For the opening 90 seconds, Israel Vazquez appeared looser. Rafael Marquez, whose shoulders belong to a middleweight, landed few combinations. At 2:45 of Round 1, though, Marquez lifted Vazquez’s head with a left uppercut that probably broke Vazquez’s nose. Ten seconds later Marquez threw a classic one-two – left jab, straight right – that splayed Vazquez’s knees. A fight had begun.
After a close second round that Marquez won with his right hand, Israel Vazquez began Round 3 trying to throw punches before Marquez did. He planted at center ring and dug body shots in Marquez’s ribs, abs, and liver. Unfazed at the halfway mark of the round, Rafael Marquez landed another right hand. Vazquez retreated. Marquez danced forward, flurrying as he came. But he hung a lazy left hook on Vazquez’s right shoulder.
Israel Vazquez pinned Marquez’s left glove. He lowered his own left shoulder. Then he ripped a short left over Marquez’s right guard. Marquez’s head snapped leftward. Rafael Marquez landed on the blue mat. He rose by Referee Caiz’s count of three. He wobbled round the ring for seven counts. But he survived the remainder of Vazquez’s attack.
Sometime between that moment in the third round and the middle of the fifth, Israel Vazquez’s broken nose became a serious problem. By 2:46 of Round 5, when Rafael Marquez placed a jab directly on Vazquez’s nose, the champ’s troubles became obvious.
Israel Vazquez turned his head and walked to the far ropes to take a knee.

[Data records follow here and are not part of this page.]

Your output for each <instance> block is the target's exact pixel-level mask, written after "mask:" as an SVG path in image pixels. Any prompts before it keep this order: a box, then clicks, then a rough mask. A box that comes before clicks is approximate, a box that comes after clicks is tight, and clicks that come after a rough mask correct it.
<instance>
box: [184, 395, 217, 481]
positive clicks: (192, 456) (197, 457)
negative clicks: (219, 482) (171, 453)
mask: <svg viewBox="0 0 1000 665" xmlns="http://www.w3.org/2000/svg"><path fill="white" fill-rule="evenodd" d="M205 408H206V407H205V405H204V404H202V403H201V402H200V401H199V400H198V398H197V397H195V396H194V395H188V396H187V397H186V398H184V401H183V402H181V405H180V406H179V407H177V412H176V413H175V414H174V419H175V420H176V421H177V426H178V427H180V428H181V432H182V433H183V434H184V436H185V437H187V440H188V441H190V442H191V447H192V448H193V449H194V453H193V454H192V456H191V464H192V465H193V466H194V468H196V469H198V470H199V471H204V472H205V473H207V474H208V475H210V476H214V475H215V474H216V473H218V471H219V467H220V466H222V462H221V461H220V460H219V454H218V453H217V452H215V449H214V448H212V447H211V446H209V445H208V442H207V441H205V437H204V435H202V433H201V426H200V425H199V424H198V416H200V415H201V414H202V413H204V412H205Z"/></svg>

That a jab had driven a champion to such a thing evinced what pain Vazquez’s nose now caused him. But certain Vazquez’s act was a ruse, Rafael Marquez chased after Vazquez. The two then made a furious exchange till the round’s closing bell.
Israel Vazquez next sat on his stool, looked at trainer Freddie Roach, and said, “I can’t continue.” Roach leaned forward and whispered to his charge. Somewhere in Roach’s intimate words Vazquez found a way to go on.

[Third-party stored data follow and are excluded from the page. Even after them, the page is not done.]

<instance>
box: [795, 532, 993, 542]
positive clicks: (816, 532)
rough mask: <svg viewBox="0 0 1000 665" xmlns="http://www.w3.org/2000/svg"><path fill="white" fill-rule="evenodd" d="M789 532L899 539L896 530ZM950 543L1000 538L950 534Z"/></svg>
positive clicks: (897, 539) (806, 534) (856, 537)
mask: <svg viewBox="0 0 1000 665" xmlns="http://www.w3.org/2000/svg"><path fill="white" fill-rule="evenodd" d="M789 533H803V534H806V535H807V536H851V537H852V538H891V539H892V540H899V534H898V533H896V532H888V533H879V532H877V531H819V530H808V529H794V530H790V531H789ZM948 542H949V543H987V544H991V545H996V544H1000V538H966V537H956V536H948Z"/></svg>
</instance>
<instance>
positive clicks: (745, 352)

After a sixth round that saw Rafael Marquez slow some, Israel Vazquez tried in Round 7 to knock-out Marquez with left hooks. As he climbed off his stool to begin the seventh round, Vazquez knew it would be his final stanza. So, he kept throwing left hooks till one landed and snapped Marquez’s head back.
But Marquez did not go down this time. At 2:42 of Round 7, then, Israel Vazquez decided he was in the final twenty seconds of his reign as a super-bantamweight champion. He made the puncher’s bargain: I will walk forward and strike you, regardless of consequence. He buckled Marquez and sent him backwards. But Marquez calmed himself, planted, and returned fire.
The bell rang, the seventh round ended. Israel Vazquez walked to his stool, sat down, and told his trainer, “I can’t anymore. I can’t anymore.” The Fight of the Year was over before it could go to the judges’ scorecards.
An event that fulfills all expectations is such a rarity in sport, it is terrible that Vazquez-Marquez ended the way it did. There is a rematch clause, however, and in the post-fight press conference promoter Gary Shaw made preliminary promises of an August or September date.
Until that rematch happens, we’ll not know what effect Vazquez’s body punches might have taken on Rafael Marquez. Israel Vazquez, after all, was much further behind Jhonny Gonzalez halfway through their fight – a fight Vazquez would win by TKO.
Until that rematch happens, too, we’ll not have the pleasure of watching Rafael Marquez – a beautiful spectacle in the prizefighting ring.
Regardless of what happens between now and then, though, the first seven rounds of last Saturday’s fight should act as a blueprint for how boxing can keep old fans and discover new ones; with dignified pre-fight speeches that lead to precise, balletic shows of ferocity. Rafael and Israel, thank you both.